The life of a data scientist isn’t all analysis and conclusions – in fact, that’s not even half of it in most fields. Much of the world’s data is messy, unstructured, and therefore unusable. Because of this, scientists usually have to spend far more time preparing their data than they do analyzing it. Sometimes tidying up datasets can take up 80% of their time.
Transforming this data into a usable state turns out to be labor-intensive and tedious. Traditionally, domain experts handwrite task-specific scripts to transform unstructured data. The requirement for programming hamstrings data users that are capable analysts but have limited coding skills. Even worse, these scripts are tailored to particular data sources and cannot adapt when new sources are acquired.
Enter Foofah, a project developed by CSE graduate students Zhongjun Jin and Michael Anderson, Prof. Michael Cafarella, and Bernard A. Galler Collegiate Professor of Electrical Engineering and Computer Science H.V. Jagadish that can help to minimize the effort and required background knowledge needed to clean up data. Their solution uses a technique called Programming-By-Example (PBE), requiring only before and after examples to generate transformation operations automatically.
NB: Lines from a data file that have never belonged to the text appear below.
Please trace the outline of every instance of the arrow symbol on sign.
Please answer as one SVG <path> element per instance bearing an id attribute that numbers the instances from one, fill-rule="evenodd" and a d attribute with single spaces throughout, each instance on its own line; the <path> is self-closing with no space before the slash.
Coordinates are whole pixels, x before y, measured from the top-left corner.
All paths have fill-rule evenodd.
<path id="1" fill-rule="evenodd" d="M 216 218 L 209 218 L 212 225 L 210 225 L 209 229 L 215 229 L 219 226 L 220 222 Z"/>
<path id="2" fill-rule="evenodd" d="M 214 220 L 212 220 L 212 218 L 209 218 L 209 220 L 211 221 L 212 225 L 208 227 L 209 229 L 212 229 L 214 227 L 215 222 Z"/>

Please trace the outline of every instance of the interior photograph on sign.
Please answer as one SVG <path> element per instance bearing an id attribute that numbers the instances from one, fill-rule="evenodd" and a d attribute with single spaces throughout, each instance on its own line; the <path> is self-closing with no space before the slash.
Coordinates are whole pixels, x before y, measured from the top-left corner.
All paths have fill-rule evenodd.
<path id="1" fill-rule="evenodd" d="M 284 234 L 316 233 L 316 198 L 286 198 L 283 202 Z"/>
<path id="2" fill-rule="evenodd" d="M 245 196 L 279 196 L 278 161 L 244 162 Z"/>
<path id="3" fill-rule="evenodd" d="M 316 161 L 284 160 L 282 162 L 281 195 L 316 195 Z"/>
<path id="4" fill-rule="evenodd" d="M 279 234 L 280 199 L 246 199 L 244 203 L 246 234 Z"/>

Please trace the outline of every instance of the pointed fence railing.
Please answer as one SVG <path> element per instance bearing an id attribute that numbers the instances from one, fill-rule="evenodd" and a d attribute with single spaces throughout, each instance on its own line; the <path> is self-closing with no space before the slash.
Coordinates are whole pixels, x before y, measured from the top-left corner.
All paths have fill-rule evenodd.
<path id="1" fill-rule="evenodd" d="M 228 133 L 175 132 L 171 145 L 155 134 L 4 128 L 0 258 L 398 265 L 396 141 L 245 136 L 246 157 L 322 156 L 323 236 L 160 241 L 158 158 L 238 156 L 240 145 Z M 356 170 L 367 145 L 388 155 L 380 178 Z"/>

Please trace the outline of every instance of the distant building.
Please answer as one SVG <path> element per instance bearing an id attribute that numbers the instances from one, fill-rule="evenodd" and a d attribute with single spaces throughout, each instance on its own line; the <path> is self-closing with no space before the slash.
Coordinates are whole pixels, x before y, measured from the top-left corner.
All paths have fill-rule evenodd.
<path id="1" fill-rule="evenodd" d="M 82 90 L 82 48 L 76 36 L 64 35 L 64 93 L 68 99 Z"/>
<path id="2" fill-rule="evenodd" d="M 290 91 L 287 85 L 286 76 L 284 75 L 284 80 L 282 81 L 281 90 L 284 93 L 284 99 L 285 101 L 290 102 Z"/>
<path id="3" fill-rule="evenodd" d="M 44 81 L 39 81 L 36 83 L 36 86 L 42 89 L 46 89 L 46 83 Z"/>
In most typical data transformation programs, the user is required to select and order different operations to get their data from its messy state to the finished product. This means they have to know what each operation does, and logic their way through the effects each one would have on their dataset.
With a PBE approach, the user just has to know what they want the data to look like when it’s finished. They manually clean up one or two examples, feed that to the program, and the operations are selected automatically. Foofah searches the space of possible operations to generate a program that will perform the transformation.
The team held experiments to test just how straightforward their solution was. They invited ten CSE graduate students with no experience in data transformation to participate in a user study, and measured the time each of them took to complete eight different tasks using Foofah and a major industry standard tool called Data Wrangler.
In half of their experiments, Foofah required only one input-output example to pass the benchmark tests, and only two in another 40%. The tests found that it requires about 60% less user effort than Data Wrangler, and its average runtime is only 1.4 seconds. On one lengthy and complex test case, 4 out of 5 test takers could not find a solution within 10 minutes using Wrangler, but all of them found a solution within 3 minutes using Foofah.
This project was selected as "best of demos" and was chosen to present in a special session in SIGMOD 2017. The paper is titled “Foofah: Transforming Data By Example.”
Posted: July 2, 2018